'Wrestling with Angels' is the title of a book by Rowan Williams, subtitled 'Conversations in Modern Theology' (SCM 2007 ed Mike Higton). The picture is based on one I found on the Internet, which I painted and used for an essay I wrote on 'Faith Seeking Understanding' in Summer 2006. But the painting for me has come to symbolise theological struggle. ......
The story is related in the Genesis narative:
Then Jacob was left alone and a man
wrestled with him until daybreak. (Gen
32:24-30)
So much theology can be sterile abstraction. ‘unfruitful, abstract theology that gets
lost in a labyrinth of academic trivialities’
Karl
Barth paraphrasing AMOS ‘ I hate,
I despise your lectures and seminars, your sermons, addresses and Bible
Studies…When you display your hermeneutic, dogmatic, ethical and pastoral bits
of wisdom before one another and before me, I have no pleasure in them… Take
away from me your …thick books and ,,, your dissertations…your theological
magazines, monthlies and quarterlies.’ (Barth ‘Evangelical Theology’ 120 in
Migliore, Daniel L. Faith seeking Understanding : An introduction to Christian Theology 2nd edition Erdmanns
2004 p6)
Anselm coined a phare, a slogan: ‘fides quarens intellectum’ ‘faith seeking understanding’,
FAITH
‘I pray, O God, to know thee, to love
thee, that I may rejoice in thee’ Anselm
Faith is itself an engagement with the Divine
Other. Faith is engaging with
the living God - entering the
‘mystery of God.’ Theology is not
about solving issues and discovering truth. It is about discovering God.
Gabriel Marcel suggests ‘unlike a
problem which can be solved, is a mystery which is ‘inexhaustible’ Migliore/ p3 (Eph 1:19)
SEEKING
Christian faith prompts enquiry,
searches for deeper understanding, dares to raise questions’ (Miglore p2)
‘Searching the Scriptures’ is a key part of the seeking after God (Jn 5:39). Perhaps our greatest struggle is with the text of Scripture itself and understanding in what way it is the ‘word of God’. The two extremes of liberal rationalism, which seems to leave little room for divine inspiration and conservative evangelical ‘Biblicism’, (McGrath p 177 explores the Old Princeton School and the origin of concept of absolute Biblical infallibility) which appears to leave no room for human fallibility. The struggle with understanding the relationship between divine inspiration and the human fallibility of Scripture is as complex as seeking to understand the divinity and humanity of the Son of God!
UNDERSTANDING
‘Christian faith asks questions, seeks understanding both because God is
always greater than our ideas of God and because the public world that faith
inhabits confronts it with challenges and contradictions that cannot be
ignored’ (Migliore pg 4)
The
idea that somehow ‘truth’ can be ‘possessed’ seems almost an anathema. Faith
must be always seeking, always
searching, always desiring. The ultimate goal is God. (Ps 42:1)
So
is theology rationally ‘thinking’ about faith? Or is it more ‘faith’ doing ‘the thinking’? The
dominant question in the New Testament
is still ‘what must I do to
be saved’, rather than ‘what must I know.’ It is not information about God but ‘the life-giving and salvation-bringing
self-disclosure of God’ (McGrath 201) Revelation does not abolish the mystery of God, but is its starting point.
Thinking is but one part of the outworking of this mystery. ‘faith sings, confesses, rejoices, suffers, prays, and acts’ (Migliore 7) Faith is relational as well as rational. Experience is the starting point. The
outworking, practical application, and relevance of the Gospel - the Good News
of Jesus Christ - is in the transformation of human lives (including
mine).
The dominant image I am left with is of WRESTLING, particularly wrestling with
words.

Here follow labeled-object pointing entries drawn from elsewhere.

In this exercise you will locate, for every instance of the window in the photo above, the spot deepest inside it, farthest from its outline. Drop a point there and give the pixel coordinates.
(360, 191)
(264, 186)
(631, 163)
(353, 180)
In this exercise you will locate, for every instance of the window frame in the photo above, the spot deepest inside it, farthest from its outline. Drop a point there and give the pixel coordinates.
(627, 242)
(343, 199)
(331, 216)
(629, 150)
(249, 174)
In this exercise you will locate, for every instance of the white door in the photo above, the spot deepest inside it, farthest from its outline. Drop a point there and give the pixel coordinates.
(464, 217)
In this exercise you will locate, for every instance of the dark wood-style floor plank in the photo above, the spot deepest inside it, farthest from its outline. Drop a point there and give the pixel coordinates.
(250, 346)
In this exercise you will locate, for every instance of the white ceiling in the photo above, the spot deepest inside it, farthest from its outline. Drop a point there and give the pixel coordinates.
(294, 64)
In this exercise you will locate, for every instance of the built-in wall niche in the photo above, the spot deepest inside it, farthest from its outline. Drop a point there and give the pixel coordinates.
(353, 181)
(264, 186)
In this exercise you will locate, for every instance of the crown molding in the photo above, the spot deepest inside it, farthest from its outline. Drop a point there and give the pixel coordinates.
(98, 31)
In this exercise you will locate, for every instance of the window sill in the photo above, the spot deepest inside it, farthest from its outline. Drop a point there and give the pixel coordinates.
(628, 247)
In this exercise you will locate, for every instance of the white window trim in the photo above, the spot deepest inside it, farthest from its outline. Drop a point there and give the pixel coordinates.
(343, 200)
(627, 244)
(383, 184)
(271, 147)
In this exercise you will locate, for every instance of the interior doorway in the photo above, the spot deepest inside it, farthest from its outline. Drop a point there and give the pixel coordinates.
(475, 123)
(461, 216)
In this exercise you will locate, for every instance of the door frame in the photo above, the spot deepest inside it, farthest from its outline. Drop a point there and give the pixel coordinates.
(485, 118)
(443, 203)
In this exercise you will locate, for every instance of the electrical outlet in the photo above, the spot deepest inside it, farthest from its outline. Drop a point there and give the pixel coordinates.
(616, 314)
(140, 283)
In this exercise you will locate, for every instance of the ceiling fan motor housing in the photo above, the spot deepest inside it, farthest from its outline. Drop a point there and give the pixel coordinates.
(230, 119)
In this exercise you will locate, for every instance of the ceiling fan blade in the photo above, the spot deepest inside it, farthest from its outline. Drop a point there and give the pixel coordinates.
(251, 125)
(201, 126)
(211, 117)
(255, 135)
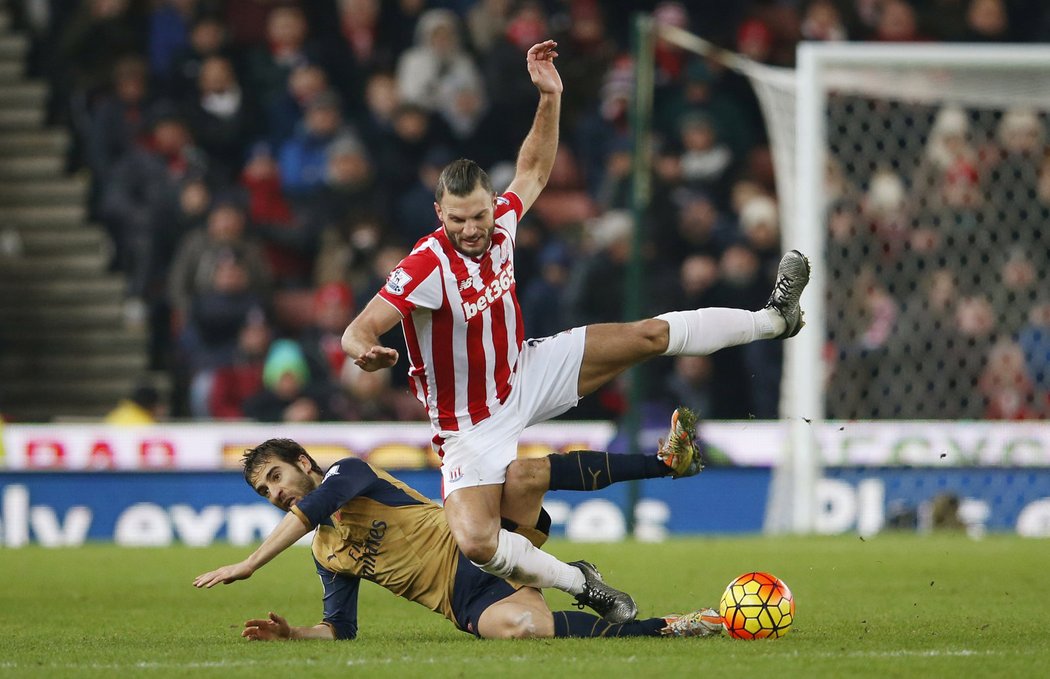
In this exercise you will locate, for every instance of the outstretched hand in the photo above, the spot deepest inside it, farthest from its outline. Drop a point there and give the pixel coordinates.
(272, 629)
(541, 67)
(225, 575)
(376, 359)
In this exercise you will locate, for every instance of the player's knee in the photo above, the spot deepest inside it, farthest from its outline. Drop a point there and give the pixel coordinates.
(518, 624)
(650, 335)
(528, 475)
(477, 547)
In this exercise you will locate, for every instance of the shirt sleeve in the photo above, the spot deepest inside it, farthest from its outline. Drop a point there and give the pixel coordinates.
(344, 480)
(340, 601)
(415, 283)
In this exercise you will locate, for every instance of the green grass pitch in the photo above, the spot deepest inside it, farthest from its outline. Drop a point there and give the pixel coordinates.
(891, 606)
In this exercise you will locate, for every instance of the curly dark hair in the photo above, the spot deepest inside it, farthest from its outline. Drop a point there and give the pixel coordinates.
(284, 449)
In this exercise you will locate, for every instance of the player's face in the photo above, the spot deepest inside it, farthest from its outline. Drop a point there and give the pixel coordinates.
(468, 220)
(284, 484)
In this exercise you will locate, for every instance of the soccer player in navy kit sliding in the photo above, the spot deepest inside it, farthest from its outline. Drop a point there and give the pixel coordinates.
(483, 383)
(372, 527)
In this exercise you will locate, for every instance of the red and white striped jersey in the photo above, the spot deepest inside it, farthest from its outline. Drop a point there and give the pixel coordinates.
(461, 320)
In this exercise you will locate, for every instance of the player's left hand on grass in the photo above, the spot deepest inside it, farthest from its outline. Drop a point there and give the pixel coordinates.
(272, 629)
(225, 575)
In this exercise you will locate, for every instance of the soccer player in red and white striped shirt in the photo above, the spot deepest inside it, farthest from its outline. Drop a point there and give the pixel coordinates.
(483, 383)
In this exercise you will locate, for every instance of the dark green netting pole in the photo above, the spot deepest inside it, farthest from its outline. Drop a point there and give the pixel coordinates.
(642, 47)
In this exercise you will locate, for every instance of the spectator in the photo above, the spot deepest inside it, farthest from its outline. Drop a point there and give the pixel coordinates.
(99, 34)
(760, 227)
(1005, 385)
(143, 407)
(486, 21)
(1034, 341)
(235, 381)
(414, 214)
(201, 252)
(370, 397)
(898, 22)
(286, 47)
(428, 73)
(207, 38)
(822, 21)
(706, 160)
(223, 118)
(333, 309)
(216, 313)
(116, 123)
(414, 132)
(286, 112)
(599, 288)
(169, 28)
(987, 21)
(141, 200)
(543, 302)
(381, 103)
(288, 394)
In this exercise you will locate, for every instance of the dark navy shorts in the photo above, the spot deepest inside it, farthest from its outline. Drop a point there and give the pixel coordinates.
(474, 591)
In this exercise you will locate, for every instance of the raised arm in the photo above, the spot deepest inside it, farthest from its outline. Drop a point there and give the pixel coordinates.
(537, 155)
(288, 531)
(360, 340)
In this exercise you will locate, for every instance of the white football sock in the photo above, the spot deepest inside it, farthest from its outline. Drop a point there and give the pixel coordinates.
(518, 559)
(706, 331)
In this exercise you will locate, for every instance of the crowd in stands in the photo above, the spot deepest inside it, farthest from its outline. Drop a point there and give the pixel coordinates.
(260, 166)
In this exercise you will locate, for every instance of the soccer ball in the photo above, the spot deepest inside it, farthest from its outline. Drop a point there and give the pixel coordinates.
(757, 606)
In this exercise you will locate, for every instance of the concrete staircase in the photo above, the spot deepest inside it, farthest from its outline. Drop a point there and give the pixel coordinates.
(65, 351)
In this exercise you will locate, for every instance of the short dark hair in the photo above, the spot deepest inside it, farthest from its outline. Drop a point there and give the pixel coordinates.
(461, 177)
(284, 449)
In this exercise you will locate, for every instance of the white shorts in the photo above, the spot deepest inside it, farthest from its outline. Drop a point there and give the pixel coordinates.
(546, 384)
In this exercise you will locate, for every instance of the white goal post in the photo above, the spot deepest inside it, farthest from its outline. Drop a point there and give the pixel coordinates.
(920, 141)
(972, 78)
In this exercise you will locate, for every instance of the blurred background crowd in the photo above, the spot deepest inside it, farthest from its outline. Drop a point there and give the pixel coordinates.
(261, 165)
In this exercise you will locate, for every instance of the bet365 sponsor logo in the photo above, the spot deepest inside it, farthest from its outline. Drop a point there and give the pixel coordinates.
(489, 295)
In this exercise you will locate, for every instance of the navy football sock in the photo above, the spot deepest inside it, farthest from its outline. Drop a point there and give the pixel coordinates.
(576, 623)
(593, 470)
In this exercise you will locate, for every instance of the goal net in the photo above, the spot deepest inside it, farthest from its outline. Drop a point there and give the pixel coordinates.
(918, 181)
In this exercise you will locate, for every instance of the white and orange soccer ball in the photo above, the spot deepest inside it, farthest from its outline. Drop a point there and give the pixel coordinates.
(757, 606)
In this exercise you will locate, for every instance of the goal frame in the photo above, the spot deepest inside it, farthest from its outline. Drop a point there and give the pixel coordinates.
(802, 388)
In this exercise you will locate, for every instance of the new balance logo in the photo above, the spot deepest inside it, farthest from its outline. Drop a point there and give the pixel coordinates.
(492, 292)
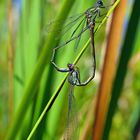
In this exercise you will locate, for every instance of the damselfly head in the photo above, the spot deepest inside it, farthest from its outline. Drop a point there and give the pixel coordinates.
(100, 3)
(70, 66)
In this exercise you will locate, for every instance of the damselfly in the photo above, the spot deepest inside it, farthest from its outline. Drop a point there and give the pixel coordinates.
(71, 69)
(82, 22)
(90, 15)
(73, 79)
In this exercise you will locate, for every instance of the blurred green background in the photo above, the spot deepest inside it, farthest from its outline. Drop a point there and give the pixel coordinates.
(27, 77)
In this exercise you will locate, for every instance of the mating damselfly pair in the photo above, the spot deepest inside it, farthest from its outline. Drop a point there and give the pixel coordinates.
(86, 22)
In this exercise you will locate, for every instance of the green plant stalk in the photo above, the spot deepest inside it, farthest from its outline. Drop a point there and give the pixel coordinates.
(30, 87)
(51, 101)
(125, 56)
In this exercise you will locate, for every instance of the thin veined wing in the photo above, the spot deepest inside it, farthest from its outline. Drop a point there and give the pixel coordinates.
(79, 38)
(70, 26)
(72, 131)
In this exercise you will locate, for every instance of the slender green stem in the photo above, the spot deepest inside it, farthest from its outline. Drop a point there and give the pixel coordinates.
(62, 82)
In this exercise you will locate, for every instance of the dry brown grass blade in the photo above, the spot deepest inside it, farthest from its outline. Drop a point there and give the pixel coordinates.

Jacob wrestling with the ‘man’ becomes a metaphor of theological
struggle – desperately seeking after God
- wrestling - and afterwards trying to understand the meaning of the
encounter ‘you have striven with
God and men and have prevailed’
I
particularly like the final picture because it is overlaid with words and part
of our struggle is with words and ideas, trying to find language to describe
the indescribable. And the
apparent theological impossibility of being succinct!
It
is a struggle with others (‘God and man’) over meaning, but ultimately a
struggle alone (Gen32v24). It is a
‘laming-naming’ experience in that the ‘battle’ results in both ‘bruising or
brokenness’ (Gen32v25), as well as the ‘blessing’ of a new identity (Gen32v28). Any theological encounter should have a similarly profound effect on each of us.